This dynamic is not new. Since colonial times, Africa has been observed, dissected, classified. Its cultures were studied not to protect them but to control them, sometimes to mock them. What changes today is the active participation of some Africans in this exposure. Out of a need for recognition, economic opportunism, or ignorance of consequences, they become conduits of modern profanation. Mystery is delivered turnkey, subtitled, monetized. Greed never needed a passport.
The story of Cameroon’s national team in the 1990s illustrates this in a fascinating way. The Indomitable Lions were feared everywhere. At the 1990 World Cup in Italy, they beat Argentina, the defending champions, and became the first African team to reach the quarter-finals.
People spoke of their exceptional mental strength, of a collective energy impossible to explain by tactics alone. Rumors swirled: rituals, spiritual protections, traditional practices. Nothing was confirmed; everything was hinted at. The players themselves stayed vague, smiling mysteriously at journalists’ insistent questions.

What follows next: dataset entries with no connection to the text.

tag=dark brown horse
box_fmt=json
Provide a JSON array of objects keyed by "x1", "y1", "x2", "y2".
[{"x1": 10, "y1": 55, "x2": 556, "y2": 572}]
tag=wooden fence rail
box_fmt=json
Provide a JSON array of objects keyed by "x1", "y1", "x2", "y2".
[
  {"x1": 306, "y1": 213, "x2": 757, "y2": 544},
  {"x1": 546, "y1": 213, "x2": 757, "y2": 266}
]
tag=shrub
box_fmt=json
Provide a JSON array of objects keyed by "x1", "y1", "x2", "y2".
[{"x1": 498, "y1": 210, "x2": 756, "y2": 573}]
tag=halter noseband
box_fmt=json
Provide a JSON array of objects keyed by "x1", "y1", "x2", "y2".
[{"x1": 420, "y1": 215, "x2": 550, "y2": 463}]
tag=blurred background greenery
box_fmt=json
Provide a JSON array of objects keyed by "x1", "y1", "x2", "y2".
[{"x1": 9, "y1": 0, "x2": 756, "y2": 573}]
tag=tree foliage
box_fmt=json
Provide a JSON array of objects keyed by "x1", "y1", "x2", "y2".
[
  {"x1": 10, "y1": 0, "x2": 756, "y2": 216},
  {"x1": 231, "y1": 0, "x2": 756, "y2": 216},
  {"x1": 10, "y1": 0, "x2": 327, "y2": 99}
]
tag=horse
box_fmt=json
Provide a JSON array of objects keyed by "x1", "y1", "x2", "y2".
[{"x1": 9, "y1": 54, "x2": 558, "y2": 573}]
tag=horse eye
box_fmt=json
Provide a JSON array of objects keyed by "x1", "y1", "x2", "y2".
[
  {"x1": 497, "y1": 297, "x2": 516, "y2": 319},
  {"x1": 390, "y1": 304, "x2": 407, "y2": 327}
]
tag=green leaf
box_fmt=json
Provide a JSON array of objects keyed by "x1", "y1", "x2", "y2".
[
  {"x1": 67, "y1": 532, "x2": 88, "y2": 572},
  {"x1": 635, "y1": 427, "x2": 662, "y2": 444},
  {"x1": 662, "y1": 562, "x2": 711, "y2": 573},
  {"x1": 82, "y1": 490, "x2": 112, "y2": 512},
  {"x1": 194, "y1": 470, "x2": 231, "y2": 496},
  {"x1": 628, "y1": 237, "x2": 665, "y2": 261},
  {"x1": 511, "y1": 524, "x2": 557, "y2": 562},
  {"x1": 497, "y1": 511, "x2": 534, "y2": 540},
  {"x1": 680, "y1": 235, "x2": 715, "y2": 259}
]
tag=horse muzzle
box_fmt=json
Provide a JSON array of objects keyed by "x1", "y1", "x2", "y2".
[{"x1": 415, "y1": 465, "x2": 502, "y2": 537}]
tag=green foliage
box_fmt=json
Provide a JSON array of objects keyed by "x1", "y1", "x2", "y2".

And that blur fed their aura. Mystery intimidated. Opponents doubted before even stepping onto the pitch. But over time came reports, former players’ confessions, explanatory documentaries. As everything was said, the veil lifted. The mystery became just another media analysis. Coincidence or consequence, the team never regained that particular aura, despite later generations of talented players.
The question deserves to be asked honestly: does every mystery deserve to be preserved? The answer is not simple. Some practices hidden under a sacred veil have justified condemnable acts. In those cases, lifting the veil becomes a moral necessity.
It is clear that the sacred stone rite (ÉPÉ ÉKPÉ) of the peoples of Aného in Togo should be documented in the media to rally the younger generation—less involved—to an interest in customs, rites, and traditions. But no one really knows where the sacred stone is taken from or how it is chosen.
The point is not to refuse all documentation or cultural exchange. It is to set clear limits and ask who is telling the story, for whom, and for what purpose. Sacred knowledge is not just another piece of content; a ritual is not a backdrop for an exotic documentary; a tradition is not a marketing hook.
At Betfrika, we believe Africa does not need to be fully explained to be respected. This idea of preserving what matters—cultural or natural—also echoes what our questionnaire revealed among young African entrepreneurs. Some forces draw their power precisely from what escapes the camera, the microphone, and the commentary of self-proclaimed experts.